Wissen Sie, was ich glaube? Wirklicher Handlungsbedarf besteht nicht so sehr im Kündigungsschutz, sondern wirklicher Handlungsbedarf besteht beim Arbeitsrecht.
Das Arbeitsrecht in Deutschland ist so schlank, dass es in der Auslegung zum Richterrecht wird. Das verursacht Probleme. Es lohnt, sich damit auseinander zu setzen. Ich verspreche Ihnen hier schon einmal, dass wir das tun werden.
Noch ein paar Worte zur großen Koalition. Es ist falsch, sich in der Arbeitsmarktpolitik auf die Debatte um den Kündigungsschutz zu konzentrieren. Andere Themen sind viel wichtiger, zum Beispiel die hohe Belastung von kleinen Einkommen, mangelnde Investitionen in Weiterbildung und lebenslanges Lernen, Lohndumping, Unterbietungskonkurrenz zulasten von Beschäftigten und die bessere Förderung von Langzeitarbeitslosen. Genau diese Projekte stehen jetzt an. Damit könnte man wirklich für mehr Beschäftigung sorgen.
Stattdessen gab es bei der großen Koalition unter Führung des CDU-Generalsekretärs, den ich jetzt gerade nicht sehe - ist er fahnenflüchtig? -,
ein Jahr lang ein einziges Hin und Her in Sachen Kündigungsschutz. Ein solcher Murkskurs sucht wirklich seinesgleichen.
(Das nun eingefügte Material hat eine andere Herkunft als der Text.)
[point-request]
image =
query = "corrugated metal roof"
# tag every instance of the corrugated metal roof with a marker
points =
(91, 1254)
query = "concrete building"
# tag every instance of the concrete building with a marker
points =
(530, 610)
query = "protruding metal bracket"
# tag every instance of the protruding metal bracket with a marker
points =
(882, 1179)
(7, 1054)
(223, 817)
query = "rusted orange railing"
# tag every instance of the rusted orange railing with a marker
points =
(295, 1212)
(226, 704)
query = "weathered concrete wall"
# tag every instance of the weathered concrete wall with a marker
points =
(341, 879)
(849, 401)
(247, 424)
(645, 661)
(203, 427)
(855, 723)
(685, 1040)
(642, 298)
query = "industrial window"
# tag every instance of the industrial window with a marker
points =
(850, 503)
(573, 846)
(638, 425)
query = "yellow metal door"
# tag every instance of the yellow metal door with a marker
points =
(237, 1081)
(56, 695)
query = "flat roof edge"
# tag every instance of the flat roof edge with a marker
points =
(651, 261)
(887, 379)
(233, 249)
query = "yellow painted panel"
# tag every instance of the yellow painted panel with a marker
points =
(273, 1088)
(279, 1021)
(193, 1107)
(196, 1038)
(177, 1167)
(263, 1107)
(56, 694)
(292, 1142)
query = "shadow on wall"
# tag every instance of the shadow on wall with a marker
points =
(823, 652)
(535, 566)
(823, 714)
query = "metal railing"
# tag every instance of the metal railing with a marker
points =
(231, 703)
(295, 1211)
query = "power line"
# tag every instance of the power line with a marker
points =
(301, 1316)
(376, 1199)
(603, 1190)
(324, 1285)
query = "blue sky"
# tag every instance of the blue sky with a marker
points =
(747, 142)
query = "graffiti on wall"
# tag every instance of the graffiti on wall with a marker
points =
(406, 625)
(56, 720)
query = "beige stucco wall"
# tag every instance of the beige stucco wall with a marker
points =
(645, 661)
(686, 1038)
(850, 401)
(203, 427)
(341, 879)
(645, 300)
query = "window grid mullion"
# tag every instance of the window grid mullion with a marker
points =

Auch Sie in der CDU/CSU-Fraktion sehen dieses arbeitsmarktpolitische Fiasko und feixen darüber. Gut ist, dass sich der Generalsekretär nicht durchsetzen konnte. Gut ist das vor allem für die Beschäftigten in unserem Lande.
Ich danke Ihnen.
Vizepräsident Dr. h. c. Wolfgang Thierse:
Ich erteile das Wort Kollegen Paul Lehrieder, CDU/CSU-Fraktion.
Paul Lehrieder (CDU/CSU):
Sehr geehrter Herr Präsident! Meine Damen und Herren! Schluss mit dem Flirten! Die FDP hat sich in den letzten Wochen unserem in fester Partnerschaft lebenden Koalitionspartner angenähert. Diese Flirtversuche sind zwischenzeitlich offensichtlich gescheitert.
Mit Blick auf die Linkspartei muss ich sagen: Mit den beiden heutigen Anträgen hat sie gezeigt, dass sie als Partnerin für Sie denkbar ungeeignet ist. Auch da wird nichts passieren.
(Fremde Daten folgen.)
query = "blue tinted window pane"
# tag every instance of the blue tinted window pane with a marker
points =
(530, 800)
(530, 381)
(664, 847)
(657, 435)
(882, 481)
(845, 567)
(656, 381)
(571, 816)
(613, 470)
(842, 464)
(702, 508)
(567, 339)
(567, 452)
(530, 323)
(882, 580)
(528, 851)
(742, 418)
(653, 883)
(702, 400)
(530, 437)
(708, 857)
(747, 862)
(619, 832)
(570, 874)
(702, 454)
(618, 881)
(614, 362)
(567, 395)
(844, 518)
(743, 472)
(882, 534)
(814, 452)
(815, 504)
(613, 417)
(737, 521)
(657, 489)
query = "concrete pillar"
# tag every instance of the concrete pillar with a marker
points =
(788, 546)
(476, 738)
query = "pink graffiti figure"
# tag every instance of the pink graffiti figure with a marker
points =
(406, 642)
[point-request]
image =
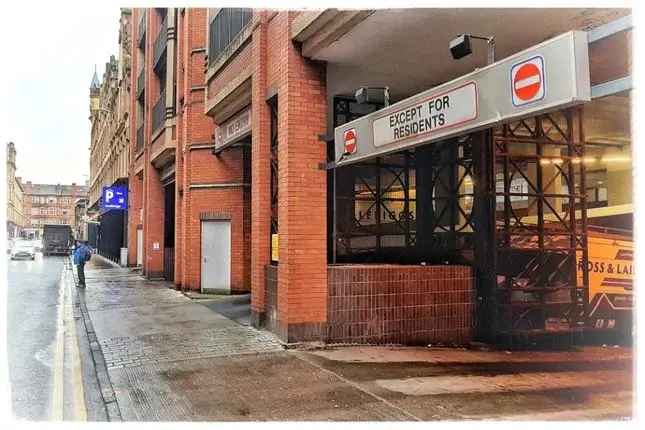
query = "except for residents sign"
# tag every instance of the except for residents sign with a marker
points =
(234, 129)
(443, 110)
(548, 76)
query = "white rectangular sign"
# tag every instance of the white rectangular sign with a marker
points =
(551, 75)
(438, 112)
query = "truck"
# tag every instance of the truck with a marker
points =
(57, 239)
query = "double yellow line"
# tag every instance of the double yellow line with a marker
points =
(67, 347)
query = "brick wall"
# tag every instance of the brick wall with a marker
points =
(299, 84)
(412, 305)
(197, 165)
(260, 179)
(238, 64)
(271, 298)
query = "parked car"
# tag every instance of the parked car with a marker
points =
(23, 250)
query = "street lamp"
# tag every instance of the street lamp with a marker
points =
(373, 95)
(460, 46)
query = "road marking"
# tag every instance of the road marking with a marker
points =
(59, 356)
(66, 338)
(80, 412)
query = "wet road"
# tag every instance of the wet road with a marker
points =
(32, 309)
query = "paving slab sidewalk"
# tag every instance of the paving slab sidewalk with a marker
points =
(172, 358)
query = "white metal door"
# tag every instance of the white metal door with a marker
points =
(216, 256)
(139, 247)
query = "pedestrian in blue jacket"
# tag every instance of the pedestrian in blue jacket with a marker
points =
(82, 255)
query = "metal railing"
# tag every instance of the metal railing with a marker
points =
(141, 82)
(160, 42)
(139, 142)
(223, 29)
(142, 31)
(159, 112)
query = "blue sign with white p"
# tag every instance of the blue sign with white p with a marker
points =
(114, 198)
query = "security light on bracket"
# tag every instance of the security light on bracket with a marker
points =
(460, 46)
(373, 95)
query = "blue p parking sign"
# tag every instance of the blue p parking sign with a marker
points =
(114, 198)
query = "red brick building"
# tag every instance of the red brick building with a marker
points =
(233, 184)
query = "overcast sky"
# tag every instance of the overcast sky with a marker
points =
(47, 66)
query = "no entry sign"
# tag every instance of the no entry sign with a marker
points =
(527, 81)
(551, 75)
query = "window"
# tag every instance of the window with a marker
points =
(223, 28)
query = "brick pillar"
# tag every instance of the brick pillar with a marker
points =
(302, 195)
(153, 223)
(134, 185)
(261, 176)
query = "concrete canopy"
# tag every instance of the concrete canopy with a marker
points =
(407, 49)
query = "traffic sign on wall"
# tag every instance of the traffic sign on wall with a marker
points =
(114, 198)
Wenn ich den linken und den rechten Rand des Plenums so vor mir sehe
- der rechte Rand ist für mich jetzt die FDP -, dann bin ich froh, dass wir mit dem, was dort ausgebrütet worden ist, nicht werden leben müssen.
Davor bewahrt uns Gott sei Dank ein gesunder Mittelweg, den wir als große Koalition mit Augenmaß beschreiten wollen. Vielleicht hat der breite Block in der Mitte des Plenums nicht nur einen optischen, sondern tatsächlich auch einen ganz praktischen Effekt. Frau Pothmer, ich möchte Sie ausdrücklich einbeziehen, wenngleich mir die letzten Ausführungen Ihrer Rede nicht sonderlich gefallen haben.
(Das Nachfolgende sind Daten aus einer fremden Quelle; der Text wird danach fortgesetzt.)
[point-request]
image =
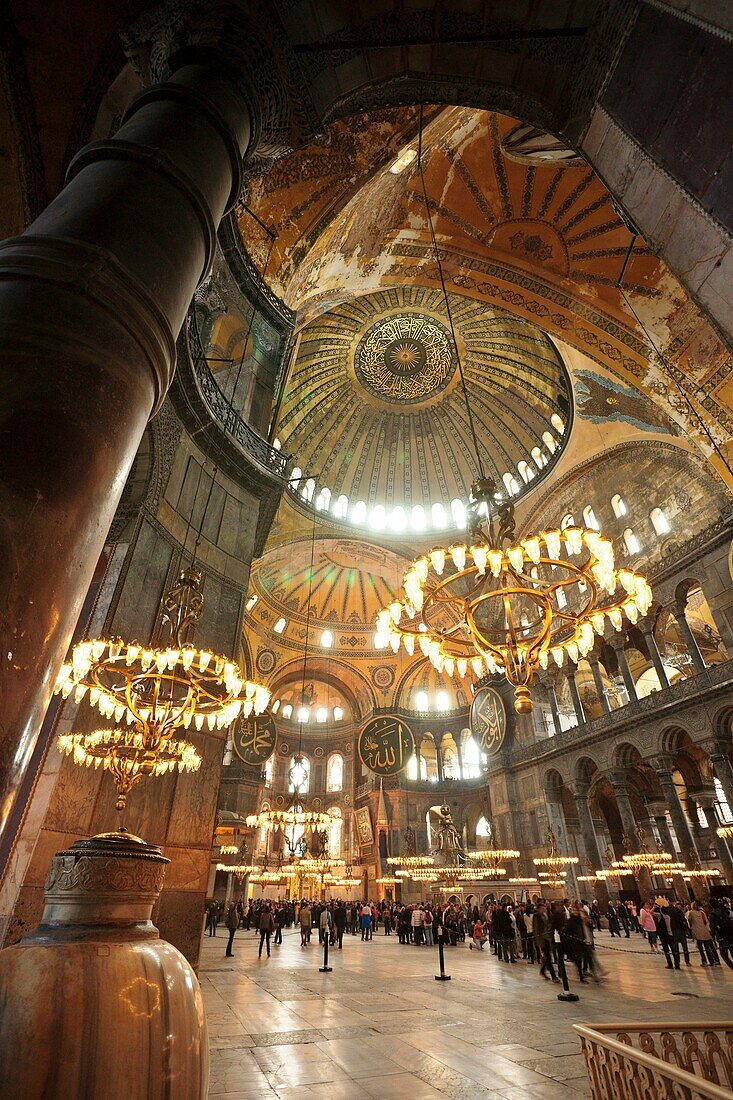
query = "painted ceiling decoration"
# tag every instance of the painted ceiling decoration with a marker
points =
(538, 238)
(374, 408)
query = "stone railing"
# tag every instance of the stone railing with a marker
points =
(220, 407)
(658, 1062)
(668, 699)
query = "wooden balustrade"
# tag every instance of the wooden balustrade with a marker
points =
(658, 1062)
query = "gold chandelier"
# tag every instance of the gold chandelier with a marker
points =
(501, 605)
(156, 690)
(128, 756)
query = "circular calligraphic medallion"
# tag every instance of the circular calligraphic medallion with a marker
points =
(405, 358)
(254, 738)
(489, 721)
(385, 745)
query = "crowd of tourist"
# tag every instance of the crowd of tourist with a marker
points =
(544, 933)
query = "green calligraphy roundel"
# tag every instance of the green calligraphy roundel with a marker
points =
(254, 738)
(385, 745)
(489, 721)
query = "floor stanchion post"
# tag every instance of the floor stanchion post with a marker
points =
(442, 976)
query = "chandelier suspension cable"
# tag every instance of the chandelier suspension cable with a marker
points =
(664, 363)
(447, 301)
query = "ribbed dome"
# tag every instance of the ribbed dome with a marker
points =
(374, 408)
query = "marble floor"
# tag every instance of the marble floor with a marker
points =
(379, 1025)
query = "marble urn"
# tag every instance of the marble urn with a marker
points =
(94, 1004)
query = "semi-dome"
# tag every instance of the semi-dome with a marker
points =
(374, 408)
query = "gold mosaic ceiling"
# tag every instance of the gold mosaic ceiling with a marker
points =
(374, 410)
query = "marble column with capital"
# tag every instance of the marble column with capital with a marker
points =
(620, 649)
(590, 842)
(91, 299)
(575, 695)
(690, 641)
(655, 656)
(598, 680)
(630, 824)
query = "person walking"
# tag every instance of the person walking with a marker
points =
(542, 933)
(305, 920)
(649, 925)
(232, 924)
(721, 925)
(700, 928)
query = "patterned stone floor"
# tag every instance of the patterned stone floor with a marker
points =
(379, 1025)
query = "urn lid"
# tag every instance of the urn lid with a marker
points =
(112, 876)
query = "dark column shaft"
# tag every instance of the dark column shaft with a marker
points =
(91, 298)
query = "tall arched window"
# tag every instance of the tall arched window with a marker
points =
(631, 541)
(619, 506)
(298, 774)
(335, 832)
(340, 509)
(471, 759)
(659, 521)
(549, 441)
(511, 484)
(589, 518)
(335, 772)
(324, 499)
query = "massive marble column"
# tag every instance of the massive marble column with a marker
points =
(628, 822)
(91, 298)
(655, 656)
(598, 680)
(692, 648)
(575, 694)
(688, 848)
(619, 646)
(590, 840)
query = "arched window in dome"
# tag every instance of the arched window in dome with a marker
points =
(511, 484)
(589, 518)
(417, 519)
(298, 774)
(335, 833)
(340, 508)
(471, 759)
(619, 506)
(631, 541)
(397, 519)
(549, 441)
(458, 512)
(335, 772)
(324, 499)
(659, 521)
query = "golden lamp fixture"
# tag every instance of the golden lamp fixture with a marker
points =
(155, 691)
(495, 604)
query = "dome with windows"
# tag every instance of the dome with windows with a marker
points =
(374, 413)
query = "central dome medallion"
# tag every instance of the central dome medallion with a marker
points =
(405, 358)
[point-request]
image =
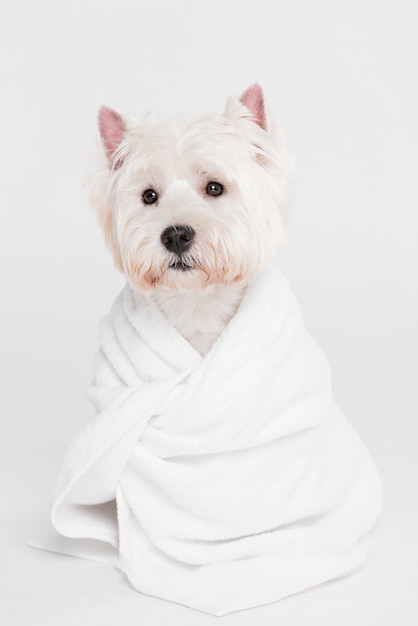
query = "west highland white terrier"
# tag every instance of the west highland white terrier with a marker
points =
(193, 210)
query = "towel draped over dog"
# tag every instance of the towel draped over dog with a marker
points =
(225, 481)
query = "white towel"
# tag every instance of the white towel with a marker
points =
(237, 481)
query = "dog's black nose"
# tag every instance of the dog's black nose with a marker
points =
(177, 238)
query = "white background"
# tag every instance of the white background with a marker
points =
(342, 79)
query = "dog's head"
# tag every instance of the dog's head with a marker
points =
(190, 203)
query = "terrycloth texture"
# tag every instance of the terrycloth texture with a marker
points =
(237, 480)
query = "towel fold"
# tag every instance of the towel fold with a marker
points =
(225, 481)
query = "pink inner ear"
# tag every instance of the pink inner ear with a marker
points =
(253, 99)
(112, 129)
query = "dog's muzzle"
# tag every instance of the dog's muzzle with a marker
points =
(178, 240)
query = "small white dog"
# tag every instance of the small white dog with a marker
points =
(193, 210)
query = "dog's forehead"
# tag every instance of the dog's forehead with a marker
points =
(180, 140)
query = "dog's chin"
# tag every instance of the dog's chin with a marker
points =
(181, 276)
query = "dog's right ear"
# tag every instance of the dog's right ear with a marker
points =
(112, 128)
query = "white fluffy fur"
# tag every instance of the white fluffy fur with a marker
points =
(237, 234)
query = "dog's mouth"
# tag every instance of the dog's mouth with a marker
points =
(180, 266)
Aber in vielen Bereichen sind Sie arbeitsmarktpolitisch nicht auf dem Holzweg.
Wenn sich die Kollegen von der Linkspartei und der FDP die Mühe gemacht hätten, ihre Anträge einmal vom jeweils anderen gegenlesen zu lassen, dann wären hier Tumulte zu befürchten. Spätestens jetzt wird jeder merken, was für ein unverträgliches Gemisch die beiden Anträge zum Tagesordnungspunkt Kündigungsschutz darstellen. Insofern wundert es mich nicht mehr, dass die FDP aus der Opposition raus will. Die Gemeinsamkeiten der Oppositionsparteien beschränken sich darauf, dass keiner von beiden regiert.
So gut wie nichts ist in beiden Anträgen deckungsgleich: Während die Linkspartei keinen belegbaren Zusammenhang zwischen Kündigungsschutz und Beschäftigungsentwicklung sieht, ist er laut FDP für die hohe Arbeitslosigkeit mit verantwortlich.
Die Linken wollen die Schwelle, ab der das Kündigungsschutzgesetz gilt, von jetzt sechs auf drei Monate senken. Auf Wunsch der FDP soll es erst nach zweijähriger Betriebszugehörigkeit anwendbar sein, als ob nicht schon heute eine entsprechende Befristung möglich wäre.
Ähnlich radikal gehen die Meinungen bei den sachgrundlosen Befristungen auseinander. Die FDP will sie bis zu vier Jahren ermöglichen, die Linkspartei sie ganz abschaffen.
Dasselbe Bild bietet sich beim Kündigungsschutz: Die FDP will die Zahl der Beschäftigten in einem Betrieb, ab der der Kündigungsschutz eintritt, von zehn auf 20 erhöhen;
die Linken wünschen dem Schwellenwert eine Beerdigung erster Klasse. Aus unserer Sicht macht die Grenze von zehn Beschäftigten schon deshalb Sinn, weil wir kleinen und mittleren Betrieben entgegenkommen müssen.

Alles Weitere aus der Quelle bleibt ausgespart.